RIDER
(Danilo Gornje by Šibenik) Croatia, Yugoslavia.
On the steep hill of Gradina 360 m N
of the present village a strong hillfort of the Delmatian
Riditae. The settlement was encircled with strong walls
without mortar. The rock-cut foundations of numerous
huts and a large quantity of native pottery have been
excavated. The hill settlement continued to exist even
after the Roman subjugation of the Delmatae by Tiberius
la A.D. 9. Down in the large fertile valley a parallel Illyro-Roman settlement developed on the road from Salona to
Scardona. It obtained municipal rank under the Flavii
as the center of the Riditae. In the administration the
members of native aristocracy “principes Riditarum” and
“principes Delmatarum” participated as decuriones, as
mentioned in inscriptions.
The Roman settlement had several monumental buildings of which a villa urbana has been explored.

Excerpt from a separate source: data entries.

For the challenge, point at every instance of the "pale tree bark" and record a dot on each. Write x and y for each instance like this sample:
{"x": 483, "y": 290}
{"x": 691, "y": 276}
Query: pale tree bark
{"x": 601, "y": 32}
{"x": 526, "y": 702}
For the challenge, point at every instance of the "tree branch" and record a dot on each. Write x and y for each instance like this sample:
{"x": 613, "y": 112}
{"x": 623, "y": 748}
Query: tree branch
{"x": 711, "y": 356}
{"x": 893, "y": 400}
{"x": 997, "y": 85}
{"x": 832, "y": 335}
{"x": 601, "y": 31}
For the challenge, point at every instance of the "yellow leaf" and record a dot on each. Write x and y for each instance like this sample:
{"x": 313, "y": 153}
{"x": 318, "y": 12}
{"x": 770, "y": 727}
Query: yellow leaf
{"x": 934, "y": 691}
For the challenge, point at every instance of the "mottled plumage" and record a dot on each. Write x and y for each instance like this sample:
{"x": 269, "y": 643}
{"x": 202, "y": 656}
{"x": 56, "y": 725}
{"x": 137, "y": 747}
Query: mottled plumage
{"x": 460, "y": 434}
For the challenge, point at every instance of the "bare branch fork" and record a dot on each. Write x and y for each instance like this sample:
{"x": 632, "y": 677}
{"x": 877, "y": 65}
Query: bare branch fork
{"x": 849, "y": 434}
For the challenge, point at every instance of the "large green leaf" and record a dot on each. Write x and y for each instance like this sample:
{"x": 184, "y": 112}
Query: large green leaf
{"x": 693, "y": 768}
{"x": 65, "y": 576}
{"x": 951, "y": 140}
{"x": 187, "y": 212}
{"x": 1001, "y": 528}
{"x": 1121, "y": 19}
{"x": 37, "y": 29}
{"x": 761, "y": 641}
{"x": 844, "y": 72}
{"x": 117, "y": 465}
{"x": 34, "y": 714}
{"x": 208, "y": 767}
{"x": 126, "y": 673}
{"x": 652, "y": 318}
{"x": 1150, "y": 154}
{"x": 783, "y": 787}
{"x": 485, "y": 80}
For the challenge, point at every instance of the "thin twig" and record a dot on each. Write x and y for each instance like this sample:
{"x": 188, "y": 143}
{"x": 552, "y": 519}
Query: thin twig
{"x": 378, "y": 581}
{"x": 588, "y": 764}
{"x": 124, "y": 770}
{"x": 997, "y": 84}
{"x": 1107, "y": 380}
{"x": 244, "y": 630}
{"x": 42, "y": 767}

It had a
bath complex which in late antiquity was rebuilt as an
Early Christian church. There are several necropoleis on
the periphery of the town. The importance of Rider lies
in the unusually large number of the tombstones found
there. They record the native Delmatian-Illyrian names
to which its population steadily clung all through the
Roman period.
The archaeological material is preserved in the Town
Museum at neighboring Šibenik.
BIBLIOGRAPHY
D. Rendić-Miočević, “Novi ilirski epigrafički spomenici iz Ridera,”
Glasnik Zemaljskog muzeja u Sarajevu 6 (1951) 49-64; id., “Princeps inunicipi Riditarum,”
Arheološki radovi i rasprave 2 (1962) 315-31.